つきあってた頃は、ふたりで香港に行ったり、奥日光の温泉に出かけたりした
けど、結婚してからは全然旅行なんてしなくなった。
そして妊娠6ヶ月め、はじめての家族旅行。
わたしの夫すーちゃんとのふたりきりの旅行ではなくて、おなかにいる
胎児ぽんすけもいっしょだから、家族旅行だ。
場所は、長野県のペンションに決めた。
ペンションは未経験だったので、かねてから一度泊まってみたいと思っていた。
信州八ヶ岳。
以前から一度行ってみたかったところだ。
すーちゃんとわたしには、田舎暮らしをしてみたいというちょっとした願望が
あった。
田舎暮らしに関する本をいろいろ読みあさったりもした。
でも、田舎暮らしというのはけっこう難しいことらしい。
地元の人たちとのつきあいがちゃんとできなければいけないし、
村とかの年間行事にも参加しなければいけない。
そしてなにか集まりがあれば、出向いていかなければいけない。
移住してきた人たちにとっては排他的に感じるだろうし、村の人たちも
よそ者が入ってきたことによって、気苦労も感じるだろう。
そうしたことから、田舎暮らしにあこがれて田舎に移り住んだものの挫折
してしまい、元いた都会に戻ってきてしまう人が
けっこういるらしい。
そういう実情を知って、すーちゃんとわたしは少し
気持ちがくじけてしまった。
でもこれから生まれてくる胎児ぽんすけには、自然と十分に
接してもらいたい。
生きるために必要なことや、そのほかいろいろ大事なことを、
ぽんすけには自然から学んでもらいたいのだ。
と、親心的にはつねづねそう思っている。
八ヶ岳は、10月というのにとても寒かった。
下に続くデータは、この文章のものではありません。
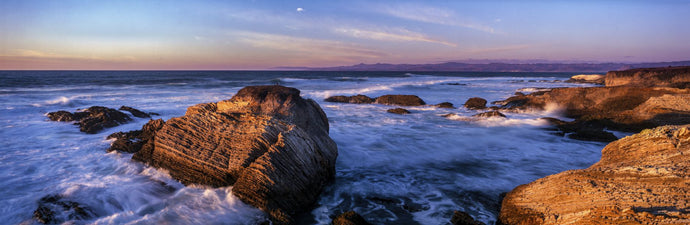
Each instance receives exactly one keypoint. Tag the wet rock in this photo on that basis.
(356, 99)
(93, 119)
(54, 209)
(640, 179)
(675, 77)
(489, 114)
(587, 79)
(135, 112)
(400, 111)
(267, 141)
(402, 100)
(475, 103)
(446, 105)
(349, 218)
(462, 218)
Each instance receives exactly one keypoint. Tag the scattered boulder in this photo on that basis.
(587, 79)
(54, 209)
(675, 77)
(462, 218)
(401, 100)
(349, 218)
(135, 112)
(356, 99)
(400, 111)
(640, 179)
(489, 114)
(475, 103)
(446, 105)
(267, 141)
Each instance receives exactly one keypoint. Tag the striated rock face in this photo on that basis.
(640, 179)
(402, 100)
(267, 141)
(676, 77)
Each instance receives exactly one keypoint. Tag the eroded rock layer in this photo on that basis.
(640, 179)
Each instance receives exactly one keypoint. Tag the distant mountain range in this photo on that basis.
(493, 67)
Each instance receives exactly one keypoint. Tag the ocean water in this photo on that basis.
(391, 169)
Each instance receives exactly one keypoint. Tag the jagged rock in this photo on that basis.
(349, 218)
(587, 79)
(267, 141)
(489, 114)
(462, 218)
(640, 179)
(475, 103)
(676, 77)
(400, 111)
(135, 112)
(446, 105)
(402, 100)
(93, 119)
(54, 209)
(357, 99)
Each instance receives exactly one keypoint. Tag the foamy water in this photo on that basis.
(392, 169)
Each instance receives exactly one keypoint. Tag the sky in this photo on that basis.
(258, 34)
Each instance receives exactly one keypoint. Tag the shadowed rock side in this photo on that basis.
(676, 77)
(640, 179)
(267, 141)
(621, 108)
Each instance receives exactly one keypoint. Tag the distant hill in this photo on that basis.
(494, 67)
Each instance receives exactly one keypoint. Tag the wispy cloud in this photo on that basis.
(434, 15)
(398, 35)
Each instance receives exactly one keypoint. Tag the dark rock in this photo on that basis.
(135, 112)
(349, 218)
(462, 218)
(54, 209)
(490, 114)
(402, 100)
(267, 141)
(400, 111)
(446, 105)
(357, 99)
(475, 103)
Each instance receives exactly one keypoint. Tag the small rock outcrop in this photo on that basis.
(269, 143)
(587, 79)
(54, 209)
(401, 100)
(475, 103)
(462, 218)
(400, 111)
(356, 99)
(349, 218)
(640, 179)
(93, 119)
(675, 77)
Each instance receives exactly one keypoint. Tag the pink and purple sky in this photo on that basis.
(217, 35)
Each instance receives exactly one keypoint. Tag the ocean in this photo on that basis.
(391, 169)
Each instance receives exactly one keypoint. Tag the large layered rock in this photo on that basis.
(267, 141)
(677, 77)
(640, 179)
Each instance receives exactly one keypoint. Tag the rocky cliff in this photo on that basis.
(678, 77)
(267, 141)
(640, 179)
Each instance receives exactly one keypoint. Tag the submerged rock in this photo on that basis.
(356, 99)
(349, 218)
(267, 141)
(462, 218)
(54, 209)
(640, 179)
(400, 111)
(402, 100)
(475, 103)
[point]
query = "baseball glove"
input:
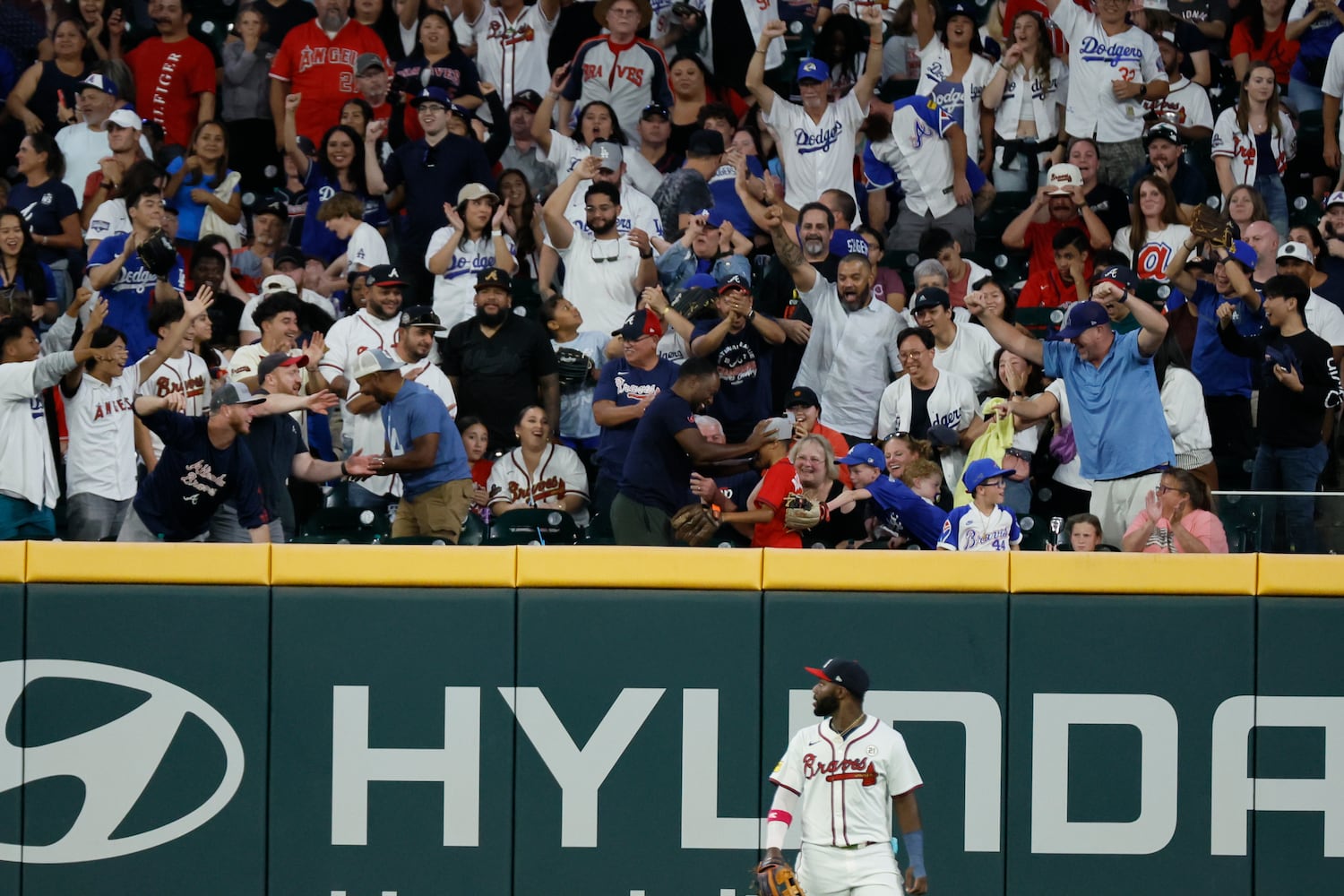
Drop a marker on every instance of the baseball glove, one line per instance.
(774, 877)
(574, 366)
(158, 254)
(801, 512)
(694, 524)
(1209, 225)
寒くて、空気が
透き通っているかのようだった。
わたしは暑いのが非常に苦手で、そのうえ妊婦なのでさらに暑がりに
なっていたので、その寒さがこのうえなく心地よくて、
平気で薄着のまま外を散歩した。
ペンションはとてもアットホームなおじさんとおばさんご夫妻が
経営していて、建物は赤毛のアンの家のようだったし、
かなり満足できた。
夕食の席では、ほかのお客さんたちといろんな話もした。
好きな音楽の話や、出産と子育ての話。
わりと人づきあいが苦手なわたしでも、そういう出会いはいいなと思った。
このペンションには絵本の部屋というのがあって、壁の本棚にずらりと
絵本が並んでいた。
わたしはぽんすけに読んであげようと思って、胎教に使うらっぱのような
部分をおなかに当ててしゃべる器具を使おうと計画していたのだが、
その部屋にはほかの人たちがいたので、
ちょっと恥ずかしいので断念した。
翌朝、庭で育てているハーブのお茶や、おじさんの育てたベリーのジャムと
手作りパンなどをいただいてから、
すーちゃんとわたしはおばさんの案内ですてきな白樺林を通って、
農大の敷地内で年に一度行われるクラフト展に行った。
焼き物や染め物があって、木の笛を吹いている人や大道芸人もいた。
外には牧場があって、ヤギや牛がいた。
とてもひんやりと寒くて、もやが立ちこめていた。
なにやら少し幻想的なような、不思議な気分もした。
とてもゆったりとした、幸せな家族旅行だった。